Sur le site de Niamana, derrière le marché à bétail, les conditions sont similaires. Ici, une centaine d’enfants sont suivis dans le cadre du projet de l’ONG CAEB. Sur le site officiel des déplacés, à l’Ex-Centre Mabilé, une soixantaine d’enfants bénéficient, également, de l’appui de CAEB. Là, vivent 349 âmes. Des enfants en majorité. Ceux qui bénéficient du projet de CAEB, sont repartis entre trois salles de classes. L’ONG CAEB paie le salaire des enseignants et met à disposition les fournitures.

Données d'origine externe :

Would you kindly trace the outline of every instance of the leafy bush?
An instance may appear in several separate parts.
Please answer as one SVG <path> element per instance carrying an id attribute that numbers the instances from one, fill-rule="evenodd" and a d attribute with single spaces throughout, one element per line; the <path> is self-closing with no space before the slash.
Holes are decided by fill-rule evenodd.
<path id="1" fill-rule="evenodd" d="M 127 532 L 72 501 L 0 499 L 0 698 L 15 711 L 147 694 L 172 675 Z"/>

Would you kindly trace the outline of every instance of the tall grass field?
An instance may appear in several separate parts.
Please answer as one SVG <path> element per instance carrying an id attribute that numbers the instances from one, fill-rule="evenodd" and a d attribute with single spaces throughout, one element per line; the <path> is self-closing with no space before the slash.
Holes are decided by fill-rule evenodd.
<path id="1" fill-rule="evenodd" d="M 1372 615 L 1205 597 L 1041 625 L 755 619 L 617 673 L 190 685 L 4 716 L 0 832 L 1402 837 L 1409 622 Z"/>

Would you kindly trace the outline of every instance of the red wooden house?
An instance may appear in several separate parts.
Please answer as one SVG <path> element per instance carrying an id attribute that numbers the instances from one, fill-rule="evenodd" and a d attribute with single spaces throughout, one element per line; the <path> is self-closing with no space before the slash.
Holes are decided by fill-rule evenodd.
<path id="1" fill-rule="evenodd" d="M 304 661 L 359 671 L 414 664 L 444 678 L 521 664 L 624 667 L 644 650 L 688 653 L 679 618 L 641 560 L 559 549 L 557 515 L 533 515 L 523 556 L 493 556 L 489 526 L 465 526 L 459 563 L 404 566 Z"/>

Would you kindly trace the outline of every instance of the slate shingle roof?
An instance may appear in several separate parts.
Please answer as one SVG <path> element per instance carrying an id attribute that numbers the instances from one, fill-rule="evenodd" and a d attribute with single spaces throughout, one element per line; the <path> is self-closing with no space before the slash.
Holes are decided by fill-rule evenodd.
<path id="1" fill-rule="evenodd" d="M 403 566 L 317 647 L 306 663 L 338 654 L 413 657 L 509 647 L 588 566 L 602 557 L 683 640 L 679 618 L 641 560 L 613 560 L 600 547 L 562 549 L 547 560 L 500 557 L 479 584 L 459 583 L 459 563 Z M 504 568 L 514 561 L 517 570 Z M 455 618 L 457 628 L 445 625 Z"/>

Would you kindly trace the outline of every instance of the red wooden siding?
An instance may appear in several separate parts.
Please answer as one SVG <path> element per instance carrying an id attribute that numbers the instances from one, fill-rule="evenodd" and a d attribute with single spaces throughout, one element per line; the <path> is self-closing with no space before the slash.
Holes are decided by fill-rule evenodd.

Tiémoko Traoré, administrateur de l’action sociale et coordinateur des sites de personnes déplacées à Bamako, explique qu’en réalité, beaucoup d’enfants ne fréquentaient pas l’école avant d’être déplacés. « L’école classique n’est pas leur vocation. Quand nous avons eu l’initiative, la majorité préférait l’école coranique. Nous n’avons pas eu de partenaire prêt à financer cet aspect-là », explique-t-il.

M. Traoré explique que les enfants, qui fréquentaient l’école, avant leur déplacement et qui ont atteint le niveau secondaire, ont été inscrits au groupe scolaire de Sogoniko.

Pour encourager l’apprentissage sur les sites de déplacés, l’ONG CAEB a mis en place, il y a quelques jours, un système d’encouragement qui consiste à procéder à un transfert monétaire aux parents des enfants qui sont à l’école. De quoi motiver les plus réticents.